Ignoring the fact that I’m already a day behind on my daily Christmas blogging, let us instead take a look at a Marvel comics character who typically garners strange looks when mentioned in public: Squirrel Girl! I actually refused to read the Squirrel Girl comics until a friend mailed me the first volume several weeks ago. Ironically enough, said friend was also the reason I refused to even consider the character when I began reading graphic novels in college. His love for and impassioned defenses of the character were so strong that default mockery and steadfast refusal to acknowledge Squirrel Girl’s mighty power were guaranteed to troll him into horrendously hilarious rants. Turns out this was my loss.
Doreen Green is starting college. She is also Squirrel Girl, superheroine with a long bushy tail and general squirrel powers. She can speak the range of squirrel dialects, has the proportional strength of a squirrel and sharp claws for climbing and window cutting, plus nimble agility gymnastic ability. And if the skill to fit her tail into pants isn’t a superpower, nothing is. Basically she’s Ant-Man, but with arboreal rodents instead of picnic-loving insects and without the size-changing, and it so much more awesome and bizarre than you would think. With her trusty squirrel sidekick Tippy-Toe, who seems impressively tapped in to the squirrel information network, Squirrel Girl takes on the struggle of navigating college orientation and sassing villains while trying to avert global destruction.

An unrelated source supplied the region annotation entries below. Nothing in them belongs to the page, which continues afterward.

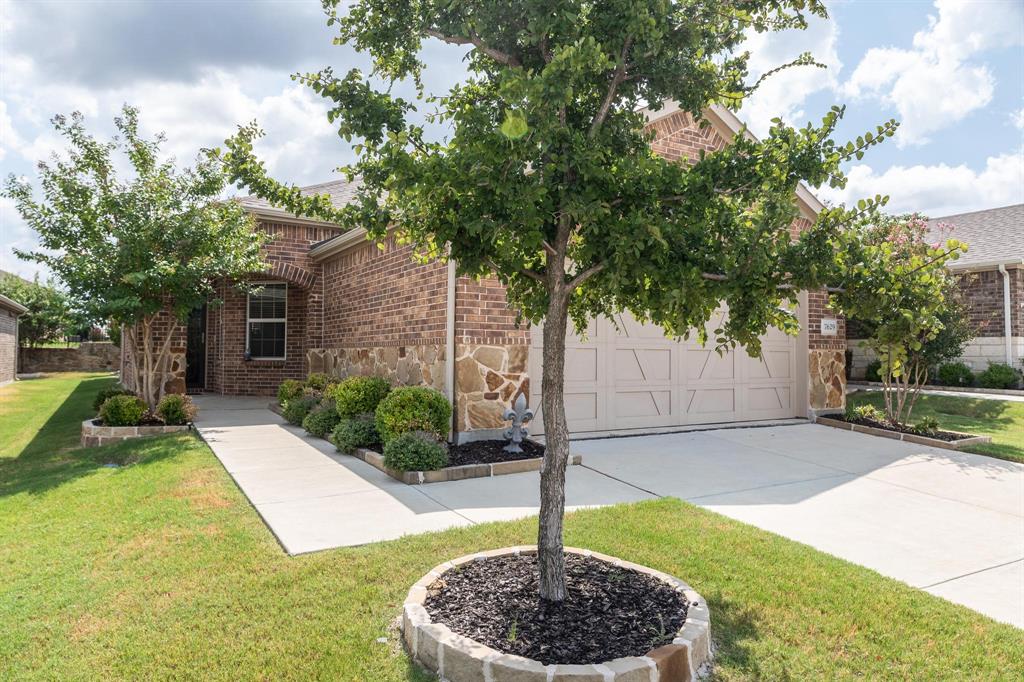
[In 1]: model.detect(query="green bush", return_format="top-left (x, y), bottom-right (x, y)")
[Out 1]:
top-left (913, 417), bottom-right (939, 433)
top-left (377, 386), bottom-right (452, 444)
top-left (384, 431), bottom-right (449, 471)
top-left (92, 384), bottom-right (135, 413)
top-left (328, 377), bottom-right (391, 419)
top-left (99, 395), bottom-right (145, 426)
top-left (936, 363), bottom-right (974, 386)
top-left (285, 395), bottom-right (319, 426)
top-left (305, 372), bottom-right (338, 392)
top-left (157, 393), bottom-right (199, 426)
top-left (978, 363), bottom-right (1021, 388)
top-left (302, 399), bottom-right (341, 438)
top-left (278, 379), bottom-right (303, 404)
top-left (331, 415), bottom-right (381, 455)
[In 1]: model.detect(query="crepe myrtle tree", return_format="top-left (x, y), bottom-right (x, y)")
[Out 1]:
top-left (831, 211), bottom-right (971, 425)
top-left (222, 0), bottom-right (896, 602)
top-left (3, 105), bottom-right (265, 408)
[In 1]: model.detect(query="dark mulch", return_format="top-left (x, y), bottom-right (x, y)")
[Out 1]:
top-left (828, 415), bottom-right (971, 442)
top-left (424, 554), bottom-right (687, 665)
top-left (449, 440), bottom-right (544, 467)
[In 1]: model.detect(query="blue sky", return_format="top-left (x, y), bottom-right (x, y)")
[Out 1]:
top-left (0, 0), bottom-right (1024, 275)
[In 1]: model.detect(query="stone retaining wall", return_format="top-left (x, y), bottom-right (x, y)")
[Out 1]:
top-left (401, 546), bottom-right (711, 682)
top-left (17, 341), bottom-right (121, 374)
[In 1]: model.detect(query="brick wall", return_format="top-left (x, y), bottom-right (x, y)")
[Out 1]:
top-left (959, 267), bottom-right (1024, 337)
top-left (321, 238), bottom-right (447, 348)
top-left (0, 308), bottom-right (17, 384)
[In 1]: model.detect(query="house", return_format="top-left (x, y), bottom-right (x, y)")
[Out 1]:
top-left (0, 294), bottom-right (29, 386)
top-left (848, 204), bottom-right (1024, 378)
top-left (121, 105), bottom-right (846, 439)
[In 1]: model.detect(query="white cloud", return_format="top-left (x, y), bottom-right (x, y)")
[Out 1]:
top-left (841, 0), bottom-right (1024, 146)
top-left (741, 17), bottom-right (843, 135)
top-left (816, 147), bottom-right (1024, 216)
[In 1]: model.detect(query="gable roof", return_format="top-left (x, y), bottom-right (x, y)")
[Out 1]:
top-left (236, 179), bottom-right (361, 226)
top-left (928, 204), bottom-right (1024, 269)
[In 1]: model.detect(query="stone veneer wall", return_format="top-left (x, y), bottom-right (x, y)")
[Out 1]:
top-left (306, 343), bottom-right (445, 392)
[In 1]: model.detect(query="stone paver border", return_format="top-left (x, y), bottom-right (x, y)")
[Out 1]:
top-left (81, 419), bottom-right (191, 447)
top-left (815, 417), bottom-right (992, 450)
top-left (401, 545), bottom-right (711, 682)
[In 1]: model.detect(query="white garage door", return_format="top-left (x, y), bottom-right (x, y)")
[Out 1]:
top-left (529, 313), bottom-right (798, 434)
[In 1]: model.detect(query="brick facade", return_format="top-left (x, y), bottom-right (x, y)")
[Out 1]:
top-left (0, 307), bottom-right (17, 384)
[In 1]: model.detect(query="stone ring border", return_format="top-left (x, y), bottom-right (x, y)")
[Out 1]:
top-left (401, 545), bottom-right (711, 682)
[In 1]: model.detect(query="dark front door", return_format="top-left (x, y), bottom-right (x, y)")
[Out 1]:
top-left (185, 305), bottom-right (206, 393)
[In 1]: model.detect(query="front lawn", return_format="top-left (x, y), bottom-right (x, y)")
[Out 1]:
top-left (847, 391), bottom-right (1024, 462)
top-left (0, 377), bottom-right (1024, 682)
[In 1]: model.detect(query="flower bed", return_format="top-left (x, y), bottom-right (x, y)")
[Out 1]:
top-left (81, 419), bottom-right (191, 447)
top-left (815, 415), bottom-right (992, 450)
top-left (402, 547), bottom-right (711, 682)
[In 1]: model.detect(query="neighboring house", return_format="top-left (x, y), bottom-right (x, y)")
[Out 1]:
top-left (848, 204), bottom-right (1024, 378)
top-left (119, 106), bottom-right (846, 439)
top-left (0, 294), bottom-right (29, 386)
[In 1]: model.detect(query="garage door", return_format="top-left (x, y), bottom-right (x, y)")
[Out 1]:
top-left (529, 313), bottom-right (798, 434)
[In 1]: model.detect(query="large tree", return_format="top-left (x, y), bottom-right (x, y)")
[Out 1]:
top-left (225, 0), bottom-right (895, 602)
top-left (3, 105), bottom-right (265, 408)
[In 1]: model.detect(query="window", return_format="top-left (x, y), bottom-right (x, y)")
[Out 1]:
top-left (246, 284), bottom-right (288, 359)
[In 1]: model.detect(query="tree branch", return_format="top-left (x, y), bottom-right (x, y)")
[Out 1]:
top-left (587, 36), bottom-right (633, 139)
top-left (423, 29), bottom-right (519, 67)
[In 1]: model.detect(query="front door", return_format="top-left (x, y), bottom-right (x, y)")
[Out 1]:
top-left (185, 305), bottom-right (206, 393)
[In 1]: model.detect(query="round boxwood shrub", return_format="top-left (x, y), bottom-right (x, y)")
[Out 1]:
top-left (99, 395), bottom-right (145, 426)
top-left (92, 384), bottom-right (135, 413)
top-left (937, 363), bottom-right (974, 386)
top-left (285, 395), bottom-right (319, 426)
top-left (328, 377), bottom-right (391, 419)
top-left (157, 393), bottom-right (199, 426)
top-left (376, 386), bottom-right (452, 444)
top-left (278, 379), bottom-right (302, 404)
top-left (978, 363), bottom-right (1020, 388)
top-left (331, 415), bottom-right (381, 455)
top-left (864, 360), bottom-right (882, 381)
top-left (302, 400), bottom-right (341, 438)
top-left (384, 431), bottom-right (449, 471)
top-left (306, 372), bottom-right (338, 392)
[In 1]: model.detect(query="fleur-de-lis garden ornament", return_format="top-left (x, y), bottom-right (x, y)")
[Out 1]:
top-left (502, 393), bottom-right (534, 453)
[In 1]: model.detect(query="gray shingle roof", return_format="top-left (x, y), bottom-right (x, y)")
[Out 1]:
top-left (928, 204), bottom-right (1024, 268)
top-left (239, 178), bottom-right (360, 212)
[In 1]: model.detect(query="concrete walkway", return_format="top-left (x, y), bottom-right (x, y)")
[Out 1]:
top-left (198, 396), bottom-right (1024, 628)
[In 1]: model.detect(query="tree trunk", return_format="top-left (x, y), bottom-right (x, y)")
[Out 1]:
top-left (537, 287), bottom-right (570, 602)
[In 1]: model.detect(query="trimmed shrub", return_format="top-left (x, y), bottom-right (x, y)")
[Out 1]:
top-left (331, 415), bottom-right (381, 455)
top-left (978, 363), bottom-right (1021, 388)
top-left (936, 363), bottom-right (974, 386)
top-left (285, 395), bottom-right (319, 426)
top-left (99, 395), bottom-right (145, 426)
top-left (384, 431), bottom-right (449, 471)
top-left (913, 417), bottom-right (939, 433)
top-left (92, 384), bottom-right (135, 413)
top-left (278, 379), bottom-right (302, 404)
top-left (302, 399), bottom-right (341, 438)
top-left (305, 372), bottom-right (338, 391)
top-left (376, 386), bottom-right (452, 444)
top-left (157, 393), bottom-right (199, 426)
top-left (328, 377), bottom-right (391, 419)
top-left (864, 360), bottom-right (882, 381)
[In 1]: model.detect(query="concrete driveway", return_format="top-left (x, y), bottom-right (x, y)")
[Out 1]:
top-left (198, 396), bottom-right (1024, 628)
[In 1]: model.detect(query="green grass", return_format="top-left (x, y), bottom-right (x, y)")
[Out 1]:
top-left (848, 391), bottom-right (1024, 462)
top-left (0, 377), bottom-right (1024, 682)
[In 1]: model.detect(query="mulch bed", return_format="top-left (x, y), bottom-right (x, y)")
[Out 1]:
top-left (828, 415), bottom-right (970, 442)
top-left (424, 554), bottom-right (687, 665)
top-left (449, 440), bottom-right (544, 467)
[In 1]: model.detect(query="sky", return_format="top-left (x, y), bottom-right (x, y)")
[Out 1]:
top-left (0, 0), bottom-right (1024, 276)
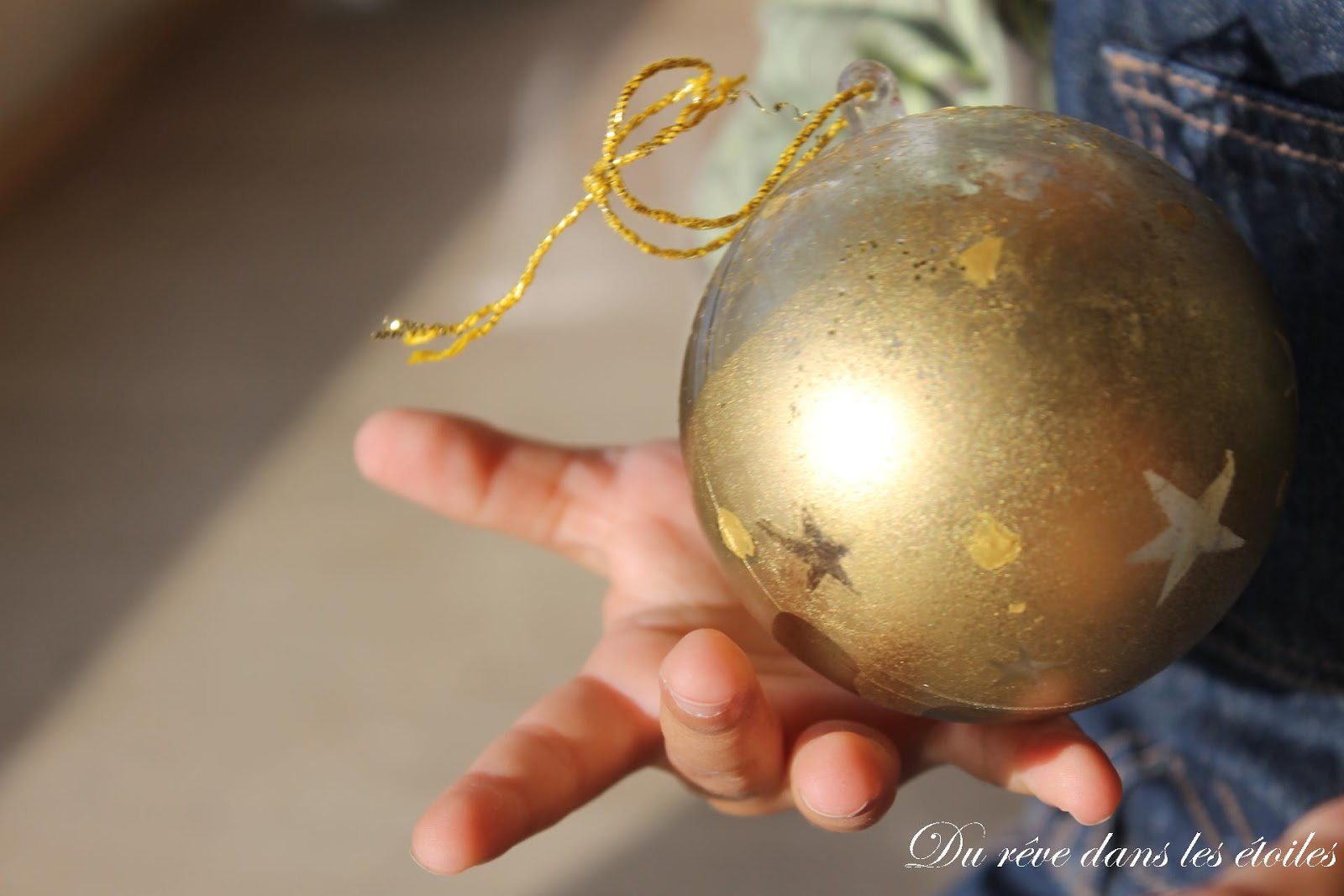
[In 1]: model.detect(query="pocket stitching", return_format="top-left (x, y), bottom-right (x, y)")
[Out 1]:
top-left (1102, 49), bottom-right (1344, 170)
top-left (1102, 47), bottom-right (1344, 134)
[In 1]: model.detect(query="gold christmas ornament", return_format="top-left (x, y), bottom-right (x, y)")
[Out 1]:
top-left (681, 61), bottom-right (1295, 720)
top-left (375, 58), bottom-right (1295, 721)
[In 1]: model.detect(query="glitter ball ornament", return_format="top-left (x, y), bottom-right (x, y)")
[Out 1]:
top-left (681, 61), bottom-right (1295, 720)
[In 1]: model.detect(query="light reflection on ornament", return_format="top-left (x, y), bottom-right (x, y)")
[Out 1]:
top-left (800, 381), bottom-right (914, 488)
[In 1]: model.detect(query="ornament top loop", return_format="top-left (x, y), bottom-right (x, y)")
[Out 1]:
top-left (836, 59), bottom-right (906, 133)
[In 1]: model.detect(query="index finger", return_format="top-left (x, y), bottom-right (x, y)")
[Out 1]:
top-left (354, 410), bottom-right (614, 574)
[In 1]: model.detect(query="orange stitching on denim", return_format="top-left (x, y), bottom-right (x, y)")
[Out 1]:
top-left (1223, 616), bottom-right (1344, 673)
top-left (1102, 50), bottom-right (1344, 134)
top-left (1113, 83), bottom-right (1344, 170)
top-left (1214, 778), bottom-right (1255, 846)
top-left (1152, 104), bottom-right (1167, 161)
top-left (1110, 71), bottom-right (1147, 149)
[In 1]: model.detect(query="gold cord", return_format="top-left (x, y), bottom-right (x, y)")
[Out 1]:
top-left (374, 56), bottom-right (874, 364)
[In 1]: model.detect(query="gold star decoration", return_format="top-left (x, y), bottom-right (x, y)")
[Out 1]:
top-left (990, 647), bottom-right (1060, 686)
top-left (1126, 451), bottom-right (1246, 605)
top-left (757, 508), bottom-right (853, 594)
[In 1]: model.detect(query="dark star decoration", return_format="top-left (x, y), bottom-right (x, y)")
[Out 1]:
top-left (757, 508), bottom-right (853, 594)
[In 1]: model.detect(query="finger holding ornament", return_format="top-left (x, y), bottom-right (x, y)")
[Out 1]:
top-left (789, 721), bottom-right (900, 833)
top-left (660, 629), bottom-right (788, 815)
top-left (412, 676), bottom-right (657, 874)
top-left (354, 410), bottom-right (616, 575)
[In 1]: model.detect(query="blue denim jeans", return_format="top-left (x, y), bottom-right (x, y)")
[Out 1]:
top-left (956, 0), bottom-right (1344, 896)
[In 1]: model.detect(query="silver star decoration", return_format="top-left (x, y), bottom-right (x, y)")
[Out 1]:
top-left (990, 647), bottom-right (1063, 686)
top-left (1126, 451), bottom-right (1246, 605)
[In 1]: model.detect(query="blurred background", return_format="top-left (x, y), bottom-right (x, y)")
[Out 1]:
top-left (0, 0), bottom-right (1017, 896)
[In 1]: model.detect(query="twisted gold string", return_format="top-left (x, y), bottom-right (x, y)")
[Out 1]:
top-left (374, 56), bottom-right (874, 364)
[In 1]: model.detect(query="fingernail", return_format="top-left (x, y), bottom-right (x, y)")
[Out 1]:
top-left (663, 679), bottom-right (732, 719)
top-left (798, 794), bottom-right (876, 818)
top-left (410, 846), bottom-right (444, 878)
top-left (668, 688), bottom-right (732, 719)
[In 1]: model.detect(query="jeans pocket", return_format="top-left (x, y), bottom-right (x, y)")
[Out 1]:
top-left (1048, 730), bottom-right (1273, 896)
top-left (1100, 45), bottom-right (1344, 693)
top-left (1102, 45), bottom-right (1344, 179)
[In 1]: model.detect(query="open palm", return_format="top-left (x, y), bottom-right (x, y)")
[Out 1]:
top-left (356, 411), bottom-right (1120, 873)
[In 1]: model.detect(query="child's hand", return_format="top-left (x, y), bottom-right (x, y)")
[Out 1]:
top-left (356, 411), bottom-right (1120, 874)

Writer Ryan North, artist Erica Henderson, and color artist Rico Renzi have created a visually distinctive and unique character in superheroics. While Doreen Green has all the fighting spirit and spunk that’s expected from a young superhero, she is just as likely to talk villains into a different course of action as she is to enter full-on beat-em-up mode. In a pop culture infused with action-adventure heroes, Squirrel Girl is a refreshing take on the superhero archetype and shows what people can accomplish when they think outside the box. Furthermore, the tone of the book and Doreen’s personality are endearing, entertaining, and just plain fun. Doreen’s combination of confidence and self-consciousness should strike a chord with young readers all the way up to a college-aged audience trying to establish themselves in the world.
The Unbeatable Squirrel Girl debuted earlier this year as an ongoing Marvel series. The first volume, collecting #s 1-4 and her original comic debut from way back in 1990, released in September, while Volume 2 arrives for the last-minute Christmas rush in a few days on December 8. Either volume could make an excellent gift for the superhero enthusiasts in your life!